The influence of hydroxy groups on the adsorption of three-carbon alcohols on Ni(111), Pd(111) and Pt(111) surfaces: a density functional theory study within the D3 dispersion correction

Experimentally, steric and inductive effects have been suggested as key parameters in the adsorption and reactivity of alcohols on transition-metal (TM) surfaces, however, our atomistic understanding of the behavior of alcohols in catalysis is far from satisfactory, in particular, due to the role of hydroxy groups in the adsorption properties of C3 alcohols on TM surfaces. In this study, we investigated those effects through ab initio calculations based on density functional theory employing a semilocal exchange–correlation functional within van der Waals corrections (the D3 framework) for the adsorption of C3 alcohols with different numbers and positions of OH groups, namely, propane, 1-propanol, 2-propanol, 1,2-propanediol, 1,3-propanediol and glycerol, on the compact Ni(111), Pd(111) and Pt(111) surfaces. As expected, we found that the adsorption energy is affected by the number of hydroxy groups with similar values for each pair of regioisomers, which clearly indicates the effect of the number of OH groups. Based on Bader charge analysis, we found an effective charge transfer from the C3 molecules to the substrates, which can explain the reduction in the work function due to adsorption.
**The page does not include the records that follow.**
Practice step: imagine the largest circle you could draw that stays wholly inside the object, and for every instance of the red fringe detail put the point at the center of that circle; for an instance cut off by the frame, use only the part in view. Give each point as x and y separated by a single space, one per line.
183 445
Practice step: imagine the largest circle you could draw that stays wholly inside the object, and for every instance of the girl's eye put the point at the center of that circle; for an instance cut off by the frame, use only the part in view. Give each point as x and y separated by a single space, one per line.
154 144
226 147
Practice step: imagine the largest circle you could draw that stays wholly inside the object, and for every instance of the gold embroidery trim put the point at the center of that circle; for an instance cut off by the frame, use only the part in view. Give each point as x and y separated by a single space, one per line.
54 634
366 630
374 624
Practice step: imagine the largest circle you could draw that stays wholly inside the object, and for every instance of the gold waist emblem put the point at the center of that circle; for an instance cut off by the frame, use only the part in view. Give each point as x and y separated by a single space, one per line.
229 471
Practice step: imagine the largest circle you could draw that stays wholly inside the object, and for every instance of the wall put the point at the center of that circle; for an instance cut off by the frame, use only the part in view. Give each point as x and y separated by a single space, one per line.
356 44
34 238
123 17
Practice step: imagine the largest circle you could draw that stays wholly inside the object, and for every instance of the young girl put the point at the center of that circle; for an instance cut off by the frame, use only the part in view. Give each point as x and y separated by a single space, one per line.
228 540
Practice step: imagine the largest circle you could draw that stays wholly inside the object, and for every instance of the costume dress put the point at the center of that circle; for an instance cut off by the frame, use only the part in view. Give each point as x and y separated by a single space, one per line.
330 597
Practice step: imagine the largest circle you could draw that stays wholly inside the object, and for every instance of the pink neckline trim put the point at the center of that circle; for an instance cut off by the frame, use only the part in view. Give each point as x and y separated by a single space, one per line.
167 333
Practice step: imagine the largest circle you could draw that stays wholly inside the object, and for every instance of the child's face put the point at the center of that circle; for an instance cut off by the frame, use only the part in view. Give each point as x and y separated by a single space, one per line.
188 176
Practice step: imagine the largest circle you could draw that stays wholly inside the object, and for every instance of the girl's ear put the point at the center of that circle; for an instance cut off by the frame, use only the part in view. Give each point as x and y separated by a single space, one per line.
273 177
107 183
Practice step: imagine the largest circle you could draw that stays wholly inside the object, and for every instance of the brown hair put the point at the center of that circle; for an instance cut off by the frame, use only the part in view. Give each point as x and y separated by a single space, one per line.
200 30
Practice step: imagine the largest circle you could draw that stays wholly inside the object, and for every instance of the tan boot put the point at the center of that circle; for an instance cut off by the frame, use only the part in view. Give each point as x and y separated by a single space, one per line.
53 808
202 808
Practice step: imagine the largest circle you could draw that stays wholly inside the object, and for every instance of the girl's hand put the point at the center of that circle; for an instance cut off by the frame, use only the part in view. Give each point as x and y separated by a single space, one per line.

Upon adsorption, the alpha carbon to the OH group closest to the surface and the central carbon are the most positively charged atoms, which increases the lability of their bonded H atoms. In addition, the depletion of electron density between the C–H and O–H bonds closer to the surfaces corroborated their stretching, suggesting that the proximity of the adsorbates to the surfaces affects the acidity of these H atoms, as well as inductive effects within the molecules.